Other tax-efficient methods of transferring wealth are to gift money earned on the sale of your home when downsizing, utilizing the tax-sheltered growth within a life insurance policy, having it protected from creditors and eventually pays out tax free to beneficiaries in a totally private way. The family cottage is also a good example of where prudent thinking can help. While Logan Roy may not bother with this given his global portfolio, for a Canadian family looking to preserve wealth, their property may be a significant asset. A cottage is often a place where family memories are created but the cost to maintain a cottage can be a drain on parents in retirement and possibly more expensive than the next generation can afford while raising a young family. In addition to the cost to purchase and maintain a cottage, upon the transfer of ownership to children, the gain in value of the property will be taxed as a capital gain. Though the property may not be sold, the family will need to have enough cash available to pay the capital gains tax. Family cottages are one of the most emotional components of a Wealth Transfer and planning is required to deal with the cottage and maintain family harmony.
Preparing the children
This is arguably more important than a financial plan – what good are carefully thought-out finances if the cash is frittered away or bitterly contested. A successful wealth transition considers the culture of the family, including where the wealth came from, family history, values, and vision for the future.
An often-overlooked aspect of preparing children to think about and manage money is philanthropy. Many families have certain causes or charities that they are involved in and/or want to support. Having children involved in picking the charities, participating in the management, and gifting of the funds can help them to understand and appreciate aspect of money. For example, it’s highly likely that Bill Gates is immersing his children in the Gates Foundation, so its work continues after he’s gone.
Goal setting is also vital and often has nothing to do with market returns.

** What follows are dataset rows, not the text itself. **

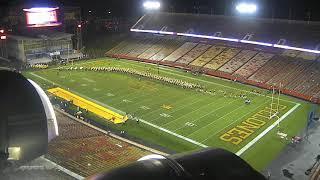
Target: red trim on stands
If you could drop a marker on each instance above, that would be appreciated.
(223, 75)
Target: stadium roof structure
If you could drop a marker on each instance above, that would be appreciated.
(300, 35)
(40, 35)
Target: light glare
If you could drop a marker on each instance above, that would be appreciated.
(227, 39)
(246, 8)
(151, 5)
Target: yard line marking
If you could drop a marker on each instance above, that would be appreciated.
(217, 119)
(206, 115)
(119, 111)
(235, 121)
(89, 80)
(193, 110)
(175, 73)
(178, 109)
(174, 134)
(257, 138)
(80, 94)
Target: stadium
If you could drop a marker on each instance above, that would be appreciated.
(183, 82)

Goals should be more about fulfilling ambitions, dreams, and legacies.
Coming into a large amount of money sounds amazing (and it can be), but the responsibility can be enormous and the pressure to continue the family tradition and success suffocating. Did you see Kendal Roy’s descent into madness when he tried to take over his dad’s empire?
The psychological aspect facing the newest stewards of family wealth can easily be overlooked. While a large inheritance can mean an abundance of opportunities, a nice life, and the chance to help people – it can also take away people’s self-esteem because they know they didn’t accomplish it themselves.
Perhaps the final word should go to Connor Roy, the oldest and most insipid of the siblings, who genuinely believed he could run for the President of the United States, despite not even being a major player in his own family. “I’m not saying I’d make a better CEO [than dad]. That’s unsaid,” he uttered in a moment of peak delusion.
A lack of real-life experience and engagement in the family business means he is spectacularly ill-equipped to take on the responsibility of managing large amounts of assets. Not only would he fail to understand the importance and structure of a financial plan, but he lacks all the qualities required to be a good steward of wealth.
It is never too early to start thinking about a plan that can assist your family, including the next generation, in planning for, and understanding, the lifetime and legacy elements of your wealth transfer. By putting in place a tax-efficient plan that protects your assets and helps prepare the children, you can feel more confident about what you leave behind.